Nad Małopolskę nadciągnął burzowy front. Najgorsza sytuacja jest w powiatach nowotarskim i tatrzańskim, gdzie lokalne jednostki straży pożarnej interweniowały już kilkadziesiąt razy.
W gminie Czarny Dunajec (powiat nowotarski) mieszkańcy mówią o litrach wody na ulicach. "Masakra, nigdy czegoś takiego nie widziałam. Wystarczyła chwila, aby woda zamieniała się na ulicach w rzekę, która porywa wszystsko" - pisze jedna z internautek.
Przypomnijmy IMGW wydało ostrzeżenie, przed burzami z gradem II stopnia dla powiatów: tatrzańskiego, nowotarskiego, Krakowa, miechowskiego, olkuskiego, chrzanowskiego, wadowickiego, oświęcimskiego, limanowskiego, suskiego, myślenickiego, wielickiego, bocheńskiego, krakowskiego i proszowickiego.

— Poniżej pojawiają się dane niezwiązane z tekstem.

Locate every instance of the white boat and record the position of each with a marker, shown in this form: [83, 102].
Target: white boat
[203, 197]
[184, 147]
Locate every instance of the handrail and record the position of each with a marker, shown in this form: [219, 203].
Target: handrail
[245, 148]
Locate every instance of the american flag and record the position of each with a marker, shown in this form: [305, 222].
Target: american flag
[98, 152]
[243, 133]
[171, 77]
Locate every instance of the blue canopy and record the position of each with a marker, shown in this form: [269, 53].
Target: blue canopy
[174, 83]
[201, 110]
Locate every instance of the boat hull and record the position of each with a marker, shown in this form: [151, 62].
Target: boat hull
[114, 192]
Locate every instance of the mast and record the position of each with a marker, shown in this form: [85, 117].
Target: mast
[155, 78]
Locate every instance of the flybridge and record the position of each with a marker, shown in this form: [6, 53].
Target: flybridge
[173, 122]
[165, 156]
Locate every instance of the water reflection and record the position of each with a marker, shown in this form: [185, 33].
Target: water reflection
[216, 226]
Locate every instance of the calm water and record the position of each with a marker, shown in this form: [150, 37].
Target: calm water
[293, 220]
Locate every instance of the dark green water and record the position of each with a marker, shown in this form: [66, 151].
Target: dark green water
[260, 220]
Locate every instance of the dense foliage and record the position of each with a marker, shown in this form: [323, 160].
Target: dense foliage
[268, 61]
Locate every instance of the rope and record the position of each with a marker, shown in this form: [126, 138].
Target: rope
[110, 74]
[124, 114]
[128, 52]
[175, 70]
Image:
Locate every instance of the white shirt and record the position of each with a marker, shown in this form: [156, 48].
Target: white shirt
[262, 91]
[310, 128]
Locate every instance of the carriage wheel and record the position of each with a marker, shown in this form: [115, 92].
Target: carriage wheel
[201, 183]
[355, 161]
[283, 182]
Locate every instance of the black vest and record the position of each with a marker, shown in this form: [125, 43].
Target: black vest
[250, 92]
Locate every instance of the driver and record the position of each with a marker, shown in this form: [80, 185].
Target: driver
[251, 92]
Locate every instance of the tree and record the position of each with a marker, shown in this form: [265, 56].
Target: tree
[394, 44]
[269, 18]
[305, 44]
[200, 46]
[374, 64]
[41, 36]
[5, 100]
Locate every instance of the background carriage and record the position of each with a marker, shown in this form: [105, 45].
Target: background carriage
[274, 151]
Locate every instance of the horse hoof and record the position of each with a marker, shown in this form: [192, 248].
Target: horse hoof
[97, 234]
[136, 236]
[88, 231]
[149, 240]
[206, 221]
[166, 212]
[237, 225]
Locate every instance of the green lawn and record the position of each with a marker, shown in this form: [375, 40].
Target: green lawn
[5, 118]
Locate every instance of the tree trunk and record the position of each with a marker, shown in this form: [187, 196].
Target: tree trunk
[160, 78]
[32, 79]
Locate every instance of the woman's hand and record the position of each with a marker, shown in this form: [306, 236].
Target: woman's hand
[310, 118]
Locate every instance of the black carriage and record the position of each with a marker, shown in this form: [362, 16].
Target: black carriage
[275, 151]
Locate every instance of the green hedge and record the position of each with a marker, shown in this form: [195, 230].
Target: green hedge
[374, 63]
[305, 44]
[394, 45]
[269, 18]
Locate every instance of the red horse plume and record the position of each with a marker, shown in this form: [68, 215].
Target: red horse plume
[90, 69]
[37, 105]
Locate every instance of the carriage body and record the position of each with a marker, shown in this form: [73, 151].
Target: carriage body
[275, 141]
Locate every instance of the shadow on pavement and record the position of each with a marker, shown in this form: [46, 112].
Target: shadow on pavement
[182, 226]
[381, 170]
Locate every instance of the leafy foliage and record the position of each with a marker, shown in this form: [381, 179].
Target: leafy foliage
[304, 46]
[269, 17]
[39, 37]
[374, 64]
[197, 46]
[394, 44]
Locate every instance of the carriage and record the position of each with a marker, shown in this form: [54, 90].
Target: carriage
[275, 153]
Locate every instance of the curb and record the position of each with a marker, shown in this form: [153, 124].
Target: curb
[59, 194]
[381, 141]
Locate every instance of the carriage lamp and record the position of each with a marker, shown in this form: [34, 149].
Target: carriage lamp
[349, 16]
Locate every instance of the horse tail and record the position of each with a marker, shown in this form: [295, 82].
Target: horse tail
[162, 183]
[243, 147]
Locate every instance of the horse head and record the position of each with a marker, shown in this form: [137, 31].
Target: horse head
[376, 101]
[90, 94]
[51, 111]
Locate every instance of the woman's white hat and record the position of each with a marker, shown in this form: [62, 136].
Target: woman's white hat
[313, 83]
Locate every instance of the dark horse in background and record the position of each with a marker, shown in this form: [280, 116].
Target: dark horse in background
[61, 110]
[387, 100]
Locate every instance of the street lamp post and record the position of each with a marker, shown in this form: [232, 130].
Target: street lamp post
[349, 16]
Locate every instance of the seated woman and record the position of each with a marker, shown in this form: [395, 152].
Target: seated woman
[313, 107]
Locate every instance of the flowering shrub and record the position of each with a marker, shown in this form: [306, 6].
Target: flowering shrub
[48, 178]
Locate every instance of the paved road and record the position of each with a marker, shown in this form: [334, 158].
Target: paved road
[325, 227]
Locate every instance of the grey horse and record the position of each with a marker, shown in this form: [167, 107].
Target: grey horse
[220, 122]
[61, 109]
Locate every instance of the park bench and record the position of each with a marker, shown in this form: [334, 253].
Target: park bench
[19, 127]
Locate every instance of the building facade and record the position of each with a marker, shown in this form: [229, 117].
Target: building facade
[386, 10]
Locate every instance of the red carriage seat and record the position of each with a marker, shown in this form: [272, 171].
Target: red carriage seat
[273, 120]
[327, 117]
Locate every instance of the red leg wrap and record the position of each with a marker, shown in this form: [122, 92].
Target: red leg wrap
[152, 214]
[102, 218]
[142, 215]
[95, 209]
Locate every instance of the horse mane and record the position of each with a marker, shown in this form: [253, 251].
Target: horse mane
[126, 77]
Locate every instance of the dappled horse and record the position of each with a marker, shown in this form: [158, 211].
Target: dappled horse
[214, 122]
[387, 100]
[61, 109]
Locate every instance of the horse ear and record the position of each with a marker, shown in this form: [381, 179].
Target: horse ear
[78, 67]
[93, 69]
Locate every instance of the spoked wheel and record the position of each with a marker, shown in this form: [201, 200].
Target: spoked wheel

"Intensywnych wyładowań spodziewać się można w powiatach nowotarskim i tatrzańskim. - Znad Tatr Zachodnich na północny wschód przemieszcza się burza, której towarzyszy ulewny deszcz (sięgający nawet 25-30 mm) oraz grad. W kolejnych godzinach na tym obszarze będzie dochodzić do coraz intensywniejszego rozwoju burz" - pisało w komunikacie IMGW.
Na Podhalu wciąż pracują służby, które pomagają w usuwaniu strat wywołanych przez burzę.